I am not as savy and was looking to purchase them made up, but seeing the prices on them makes me want to reconsider busting out the soldering iron and the heat shrink, but not sure what parts I need or how to wire them.

My distributor recommended the HES Smart Pac at $37.00 a piece, which is a little pricy. What are the other options my fellow access control folks are using?


This is a good question, and I will be following answers too.

A similar situation/application is using Metal Oxide Varistors (mfg example) instead of diodes, although the damage prevention function is similar.

I have heard of using MOV instead of Diodes, and was under the impression Diodes were for strikes, and MOV's were for magnets.

Some manufacturers distinguish between AC = MOVs, DC = diodes.

I do know that using diodes even with DC maglocks can be an issue, causing slow releases though.
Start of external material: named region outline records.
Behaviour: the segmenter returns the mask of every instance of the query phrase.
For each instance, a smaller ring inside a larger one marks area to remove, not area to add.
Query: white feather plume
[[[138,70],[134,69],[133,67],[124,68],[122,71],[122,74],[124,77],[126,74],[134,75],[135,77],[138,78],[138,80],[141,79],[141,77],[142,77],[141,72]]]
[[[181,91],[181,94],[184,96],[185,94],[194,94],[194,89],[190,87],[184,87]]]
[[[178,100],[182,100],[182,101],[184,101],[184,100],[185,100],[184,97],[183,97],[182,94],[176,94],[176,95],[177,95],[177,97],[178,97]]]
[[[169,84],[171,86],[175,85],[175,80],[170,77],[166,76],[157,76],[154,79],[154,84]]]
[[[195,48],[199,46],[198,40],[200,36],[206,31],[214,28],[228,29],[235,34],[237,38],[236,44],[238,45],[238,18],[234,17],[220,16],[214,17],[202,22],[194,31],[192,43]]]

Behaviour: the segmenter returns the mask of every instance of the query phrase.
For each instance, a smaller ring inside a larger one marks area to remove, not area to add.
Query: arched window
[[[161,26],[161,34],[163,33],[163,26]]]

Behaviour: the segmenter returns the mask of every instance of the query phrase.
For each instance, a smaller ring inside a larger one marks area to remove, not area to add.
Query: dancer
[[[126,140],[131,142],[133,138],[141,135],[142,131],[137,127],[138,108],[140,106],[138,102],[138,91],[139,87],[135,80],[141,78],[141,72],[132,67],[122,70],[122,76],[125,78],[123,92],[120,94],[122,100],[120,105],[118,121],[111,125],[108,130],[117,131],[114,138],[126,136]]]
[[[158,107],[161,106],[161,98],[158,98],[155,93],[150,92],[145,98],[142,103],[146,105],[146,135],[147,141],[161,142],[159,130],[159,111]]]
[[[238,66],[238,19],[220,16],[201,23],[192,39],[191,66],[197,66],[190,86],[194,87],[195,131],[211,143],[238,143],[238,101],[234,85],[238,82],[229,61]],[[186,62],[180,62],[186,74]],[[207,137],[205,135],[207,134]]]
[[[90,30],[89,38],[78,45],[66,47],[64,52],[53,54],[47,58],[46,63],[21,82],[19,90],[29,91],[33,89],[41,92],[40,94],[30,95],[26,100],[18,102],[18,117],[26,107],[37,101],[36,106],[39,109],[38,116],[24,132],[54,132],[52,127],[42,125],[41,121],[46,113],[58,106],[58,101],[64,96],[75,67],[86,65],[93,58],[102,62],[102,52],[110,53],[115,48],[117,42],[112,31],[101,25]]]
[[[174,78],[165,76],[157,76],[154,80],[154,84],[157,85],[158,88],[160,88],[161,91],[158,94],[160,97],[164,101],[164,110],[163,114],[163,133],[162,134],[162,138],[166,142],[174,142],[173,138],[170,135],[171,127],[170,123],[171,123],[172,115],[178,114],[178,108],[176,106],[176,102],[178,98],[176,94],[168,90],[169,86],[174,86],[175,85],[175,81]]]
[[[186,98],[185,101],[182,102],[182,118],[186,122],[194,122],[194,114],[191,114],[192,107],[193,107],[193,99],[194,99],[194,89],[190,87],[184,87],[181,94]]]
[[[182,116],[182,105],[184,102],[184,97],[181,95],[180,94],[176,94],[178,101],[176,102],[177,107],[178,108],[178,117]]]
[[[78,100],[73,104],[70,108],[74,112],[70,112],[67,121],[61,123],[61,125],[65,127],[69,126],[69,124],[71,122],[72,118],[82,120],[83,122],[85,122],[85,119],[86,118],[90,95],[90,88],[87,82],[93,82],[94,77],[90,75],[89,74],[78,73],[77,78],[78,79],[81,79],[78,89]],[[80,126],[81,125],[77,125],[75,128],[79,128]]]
Why don't you just use a simple diode? just place it across the leads as shown in the picture.

Could cause a sticky door without a resistor, no?

No,

sticky door syndrome only exists with maglocks.

The idea behind this diode is so that when power is cut from the lock the return voltage has where to go. (Through the diode, and then back through the lock) the power dissipates is milliseconds, so the door won't stay unlocked.

Even if using Failsafe (energized when locked) strike?

At some point the lock has to be de-energized, whether that locks it or unlocks it. The collapsing magnetic field around the coil generates a voltage in the circuit that can damage upstream equipment. The diode essentially "shorts" that path.

A diode is not suitable for an AC strike, which is where you'd NEED to use an MOV.

The diode essentially "shorts" that path.

True, but I wasn't arguing against the diode, I was talking about also using a resistor so that the current sent back thru the solenoid was not enough to momentarily cause the keeper to stick in a DC fail-safe installation.

I just learned about back EMF and MOVs or diodes in the spring access control course. I have a site with a bunch of RCI 8310 maglocks installed on Keyscan 8500 door controllers. Looks like they supply MOV surge protection with the unit though I don't recall the installer wiring them separately so I think it must be internal to the unit. Does anyone wire these on door strikes?

Are you using relay boards with the 8500 controllers?

It does indeed look like the RCI8310 has an internal MOV, so the immediate need is taken care of, although it is not clear how that component is replaced in the field:

For Back EMF in low voltage

DC electric strike applications, a

1N4007 (1A, 1000V) diode will suffice.

You can buy these at a Radio Shack-type store or online through a typical electronic parts supplier. They are very inexpensive ... usually get 20 or more pcs. for under $10.00

Install with the striped end to the + side of the lock connection.

You can get 200 for $10

http://www.mouser.com/ProductDetail/Fairchild-Semiconductor/1N4007/?qs=ZbYWOjW8mGpDHeErRxax7Q%3D%3D

A lot of this talks about strikes. What about mag locks?

 

We have a site we took over with all mag locks, and they are getting random hold opens on their Doorking system. DK thinks its the back feed from the locks. The previous installer put MOV's in the power supply box. I heard protection devices should be placed at the lock, and thought MOV's were for AC, and diodes were for DC.

 

Now I read diodes may slow mag locks down... How do we keep a DC mag lock from causing issues with a control panel?

Make sure you are not using the bond sensor as the door contact.  ;-\

Reminds of those time delay re-lock Dorma Door POS ML.

Maglocks should get them too.  See this tech bulletin from DSX for one example.